When you think you’re finished with your script, you’re not. Now the work really begins. You can’t do it alone. Writing is solitary, rewriting is mostly solitary. You need another set of eyes – from an experienced screenwriter friend or a professional script consultant. It’s almost impossible to do it all on your own. We all need help. You think you have clear plot points, they make sense to you. But another set of eyes can point out what you think is there but really isn’t yet. The dialogue is clever, but is it making sense? You want to make the reader work a little, but are you being too subtle? Or are you hitting the reader over the head and there’s no challenge or excitement? An unbiased reader can point these problems out to you. You have the whole complete story in your head, is it clearly on the paper?
What else can I do to bring it up to the next level?
Study good scripts. Don’t just watch films or DVD’s. You’re selling your writing, selling what’s on the page. Read. See how scripts that got sold were able to get passed up the food chain until that glorious word was heard – “yes.”
Some quick tips to making your script stand out.
- Make it cinematic. Your script is not a novel or a short story. It’s a unique storytelling format. Use exciting visuals to convey the story. Some of the most powerful films ever made were silent. Constantly think visually. Ask yourself, how can I either make this scene stronger with a great visual image or action? Do I even need dialogue? The first twenty minutes of the film WALL·E is all visual, no dialogue, yet you’re immediately pulled into a story filled with emotion and humor. Remember that the eye is quicker at grasping details than the ear. Use that to your advantage.
- Transitions. When one scene blends into the next seamlessly or through a connecting device, it makes the script much more cinematic. The old tried but true example of a human scream from one scene that matches the tea pot shrilling to the next can work. Or a baseball that is tossed at the end of the scene that is replaced by a newspaper landing on the street with a headline about the game in the beginning of the next scene. It takes time and energy to make original transitions that come organically from the script but it’s worth it.

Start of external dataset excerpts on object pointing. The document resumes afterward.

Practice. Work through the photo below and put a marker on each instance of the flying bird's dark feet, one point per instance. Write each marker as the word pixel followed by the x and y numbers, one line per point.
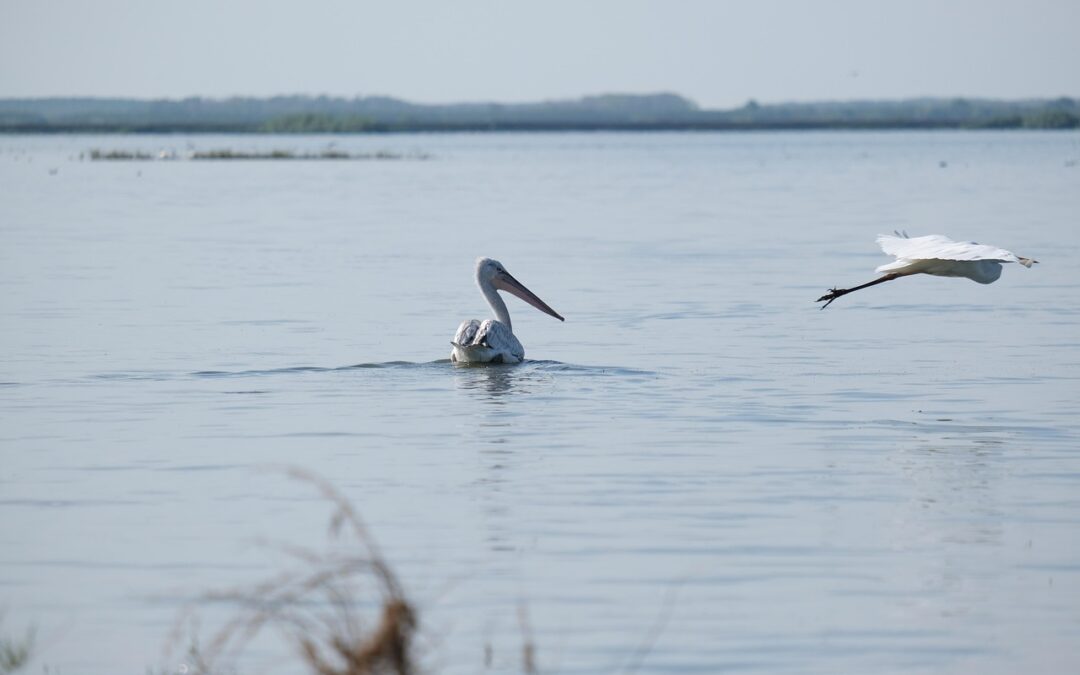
pixel 828 297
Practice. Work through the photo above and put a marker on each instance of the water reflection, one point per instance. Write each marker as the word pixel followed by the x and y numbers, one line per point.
pixel 490 382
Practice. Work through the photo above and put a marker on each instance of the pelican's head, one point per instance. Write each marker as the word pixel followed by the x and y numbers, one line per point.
pixel 491 273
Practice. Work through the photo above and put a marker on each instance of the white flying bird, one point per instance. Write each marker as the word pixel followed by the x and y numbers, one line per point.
pixel 494 341
pixel 936 255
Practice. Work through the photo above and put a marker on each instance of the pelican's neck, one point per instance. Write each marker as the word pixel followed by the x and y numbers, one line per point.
pixel 495 300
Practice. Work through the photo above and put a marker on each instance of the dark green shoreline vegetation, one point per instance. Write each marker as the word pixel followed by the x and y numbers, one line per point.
pixel 307 115
pixel 225 153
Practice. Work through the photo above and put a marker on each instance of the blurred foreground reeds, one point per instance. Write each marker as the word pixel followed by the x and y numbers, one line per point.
pixel 345 611
pixel 15 652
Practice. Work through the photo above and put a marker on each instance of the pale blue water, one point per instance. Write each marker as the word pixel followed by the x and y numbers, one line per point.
pixel 698 458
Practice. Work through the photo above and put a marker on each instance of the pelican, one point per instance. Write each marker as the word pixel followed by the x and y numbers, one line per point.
pixel 494 341
pixel 936 255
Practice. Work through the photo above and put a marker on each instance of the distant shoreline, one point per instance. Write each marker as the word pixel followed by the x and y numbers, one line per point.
pixel 611 112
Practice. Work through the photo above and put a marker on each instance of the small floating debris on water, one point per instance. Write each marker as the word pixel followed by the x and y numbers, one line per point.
pixel 226 153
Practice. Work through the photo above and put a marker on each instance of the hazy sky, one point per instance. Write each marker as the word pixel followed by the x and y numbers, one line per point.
pixel 717 53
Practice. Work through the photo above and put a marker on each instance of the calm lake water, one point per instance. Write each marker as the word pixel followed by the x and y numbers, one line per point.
pixel 698 460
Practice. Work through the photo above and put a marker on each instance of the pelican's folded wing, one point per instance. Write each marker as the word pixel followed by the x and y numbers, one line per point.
pixel 467 333
pixel 939 247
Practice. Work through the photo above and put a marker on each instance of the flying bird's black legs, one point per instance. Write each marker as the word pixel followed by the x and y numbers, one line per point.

- Set-ups and payoffs. The audience and readers love to find some information they learned early on that finally pays off later in the script. It makes them feel smart and connected to what’s going on. In RAIDERS OF THE LOST ARK, we find out early on that Indy is afraid of snakes when there’s one in the plane that saves his life. “I HATE SNAKES!” So when he finally finds the resting place of the ark, his life work, what happens? The place is crawling with snakes. Hundreds of them. Set-up/payoff. The more the merrier.
- Subtext – There’s an expression – “on the nose” dialogue. That’s when the character says exactly what’s on their mind. There’s no depth or cleverness or richness to the scene. “Dialogue works the least when it tells you what’s going on.” – Tom Rickman. There’s a great scene in DOUBLE INDEMITY where the two main characters are talking about sleeping together but they never utter any words to that affect. The dialogue is about speeding in a car – but it’s sexy as hell.
- Tell a familiar story differently. How many films can they make about weddings? Right now the market is about saturated. But look at the variations. There’s, MY BEST FRIEND’S WEDDING, where Julie Roberts wants to break up her best friend’s wedding and marry the groom herself. Then there’s, 27 DRESSES. A perspective from one of the bride’s maids. There’s also, MADE OF HONOR, when a guy is the Maid of Honor in the wedding of the girl that he really wants to marry. BRIDEZELLA, two battling brides want to marry on the same day. All scripts sold. All about weddings but told differently.
Take the extra time to make your script special. Find ways to make it stand out from the pack. Read great scripts. Have trusted eyes read your script and give you the proper helpful feedback.
If you don’t do it for you, do it for me. I love nothing more than to read agreat script.